REPUBLIKA.CO.ID, SEOUL -- Pemimpin Korea Utara Kim Jong-un telah memerintahkan stafnya untuk mengatur pertemuan kedua dengan Presiden Amerika Serikat (AS) Donald Trump. Kantor Berita Korea menyatakan, Kim telah menerima surat dari Trump melalui seorang utusannya, Kim Yong Chol yang pekan lalu berada di Washington.
Dalam suratnya, Trump menulisan bahwa dirinya dan pemimpin Korea Utara akan bertemu pada akhir Februari 2019. Adapun Kim menyampaikan sanjungan karena Presiden Trump mempunyai itikad baik untuk kembali bertemu.
Meski tempat pertemuan belum dirilis, sejumlah pengamat memprediksi kedua pemimpin negara tersebut akan bertemu di Vietnam. Selain itu, Kim juga telah memerintahkan stafnya agar membuat persiapan teknis pertemuan dengan baik.
"Kami akan menunggu dengan itikad baik bersama-sama dengan AS, maju selangkah demi selangkah menuju tujuan yang ingin dicapai oleh kedua negara," ujar Trump dilansir Associated Press, Kamis (24/1).

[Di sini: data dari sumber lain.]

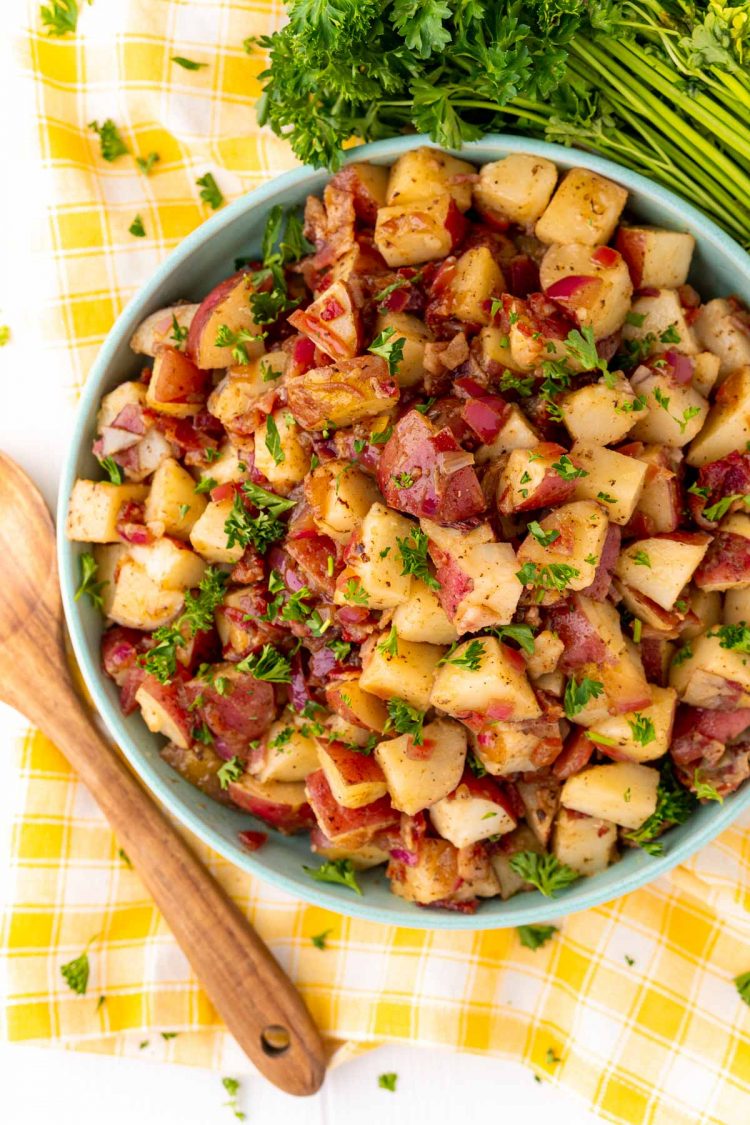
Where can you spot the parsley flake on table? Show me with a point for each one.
(544, 872)
(209, 190)
(110, 142)
(136, 227)
(75, 973)
(60, 17)
(319, 939)
(88, 585)
(335, 871)
(188, 63)
(146, 163)
(578, 694)
(269, 664)
(533, 937)
(388, 348)
(405, 719)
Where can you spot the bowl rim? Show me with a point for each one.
(580, 896)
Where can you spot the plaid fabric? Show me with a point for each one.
(634, 999)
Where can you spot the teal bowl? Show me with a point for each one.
(720, 267)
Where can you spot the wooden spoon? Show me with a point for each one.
(254, 997)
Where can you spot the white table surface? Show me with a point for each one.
(39, 1086)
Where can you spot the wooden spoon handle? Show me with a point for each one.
(254, 997)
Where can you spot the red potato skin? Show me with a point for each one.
(352, 766)
(208, 306)
(725, 564)
(177, 379)
(238, 717)
(286, 818)
(415, 448)
(332, 322)
(336, 821)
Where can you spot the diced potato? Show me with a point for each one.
(599, 413)
(470, 815)
(711, 676)
(378, 566)
(162, 712)
(415, 783)
(601, 299)
(227, 467)
(340, 495)
(109, 558)
(289, 754)
(169, 563)
(139, 602)
(425, 172)
(516, 433)
(660, 568)
(282, 462)
(413, 233)
(407, 674)
(494, 684)
(355, 780)
(506, 748)
(415, 335)
(515, 189)
(173, 505)
(585, 208)
(674, 415)
(705, 372)
(209, 538)
(476, 281)
(583, 529)
(586, 844)
(336, 396)
(640, 736)
(624, 792)
(130, 393)
(481, 572)
(737, 606)
(612, 474)
(423, 619)
(728, 425)
(663, 316)
(95, 506)
(719, 331)
(548, 650)
(521, 839)
(654, 257)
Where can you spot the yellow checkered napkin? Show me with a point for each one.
(634, 999)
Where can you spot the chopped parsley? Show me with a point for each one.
(414, 557)
(533, 937)
(231, 771)
(269, 665)
(88, 584)
(110, 142)
(335, 871)
(75, 973)
(578, 693)
(388, 348)
(209, 190)
(544, 872)
(543, 538)
(406, 720)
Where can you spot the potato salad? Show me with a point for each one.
(427, 530)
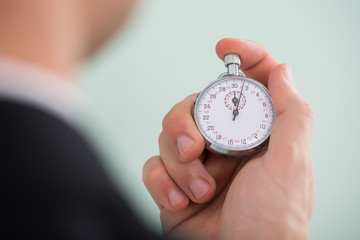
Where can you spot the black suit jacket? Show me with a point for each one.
(55, 186)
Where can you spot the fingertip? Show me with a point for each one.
(161, 187)
(194, 151)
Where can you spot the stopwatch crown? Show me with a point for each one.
(232, 59)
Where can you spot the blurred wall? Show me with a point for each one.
(166, 52)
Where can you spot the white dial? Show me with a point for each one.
(235, 113)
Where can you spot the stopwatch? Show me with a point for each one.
(235, 114)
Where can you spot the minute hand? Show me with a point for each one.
(236, 110)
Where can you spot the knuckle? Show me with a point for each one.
(151, 170)
(171, 117)
(298, 159)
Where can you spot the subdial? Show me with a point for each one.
(232, 98)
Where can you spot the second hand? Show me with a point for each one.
(236, 111)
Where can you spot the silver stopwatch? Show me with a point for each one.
(235, 114)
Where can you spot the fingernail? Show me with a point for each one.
(175, 198)
(199, 188)
(184, 143)
(288, 74)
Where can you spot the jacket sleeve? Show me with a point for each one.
(55, 186)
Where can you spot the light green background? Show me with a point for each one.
(166, 52)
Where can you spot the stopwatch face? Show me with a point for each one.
(234, 114)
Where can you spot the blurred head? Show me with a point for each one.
(58, 34)
(102, 19)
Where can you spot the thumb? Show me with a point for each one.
(293, 125)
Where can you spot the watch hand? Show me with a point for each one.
(234, 100)
(236, 111)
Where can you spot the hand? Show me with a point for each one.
(268, 196)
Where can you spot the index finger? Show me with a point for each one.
(256, 61)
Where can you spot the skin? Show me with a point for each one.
(267, 196)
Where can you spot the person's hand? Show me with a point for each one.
(268, 196)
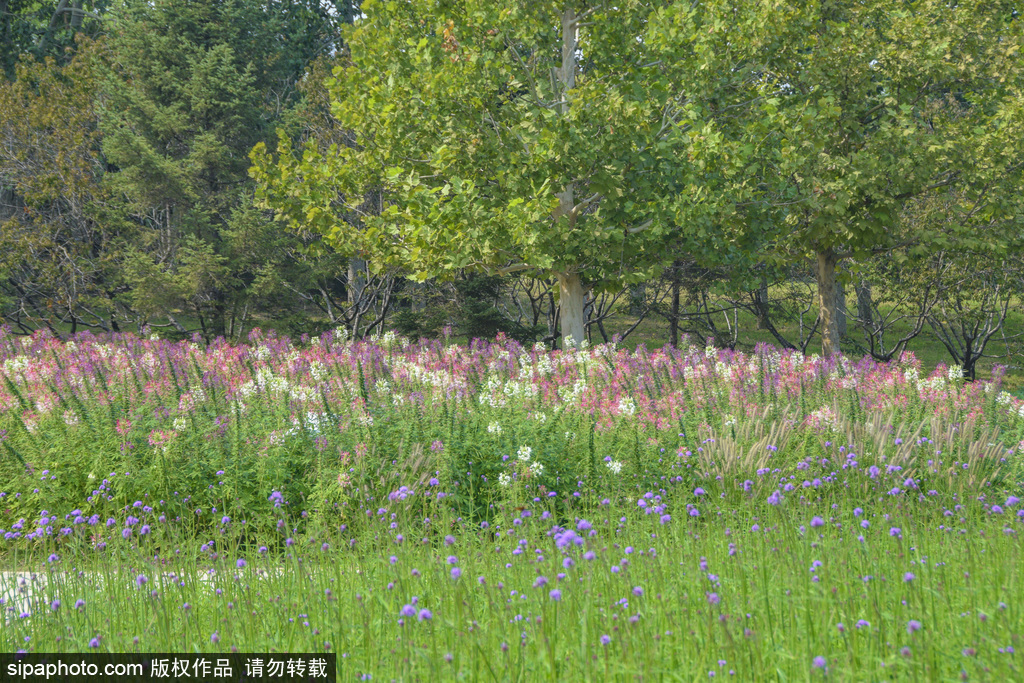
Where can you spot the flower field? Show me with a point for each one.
(495, 512)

Negosiasi nuklir kedua negara terhenti sejak pertemuan Kim dan Trump di Singapura pada Juni 2018 lalu. Adapun kedatangan utusan Kim ke Washington menandai tanda-tanda upaya denuklirisasi yang sebelumnya mandek.
Pertemuan kedua antara Kim dan Trump diperkirakan akan menjadi titik balik untuk meletakkan pondasi bagi perdamaian abadi di Semenanjung Korea. Selain itu, Kim juga ingin meningkatkan hubungan dengan AS terutama untuk menghidupkan kembali perekonomian negaranya.
Sejauh ini, Kim telah menangguhkan uji coba nuklir dan rudal, serta membongkar situs uji coba nuklir di Korea Utara. Selain itu, dia juga mengambil langkah-langkah perdamaian seperti melepaskan tahanan Amerika. Di sisi lain, Korea Utara meminta agar AS membuat langkah-langkah timbal balik.
Akan tetapi, dalam sebuah rekaman satelit menunjukkan bahwa Korea Utara masih menjalankan kompleks nuklir utamanya. Hal itu menimbulkan pertanyaan tentang komitmen Korea Utara untuk denuklirisasi.
Sementara itu, pejabat AS meminta Korea Utara mengambil langkah yang lebih signifikan terkait program senjata nuklir tersebut. Namun Korea Utara menolak, karena hal itu sama saja dengan memberikan koordinat bagi serangan militer AS terhadap fasilitas nuklirnya.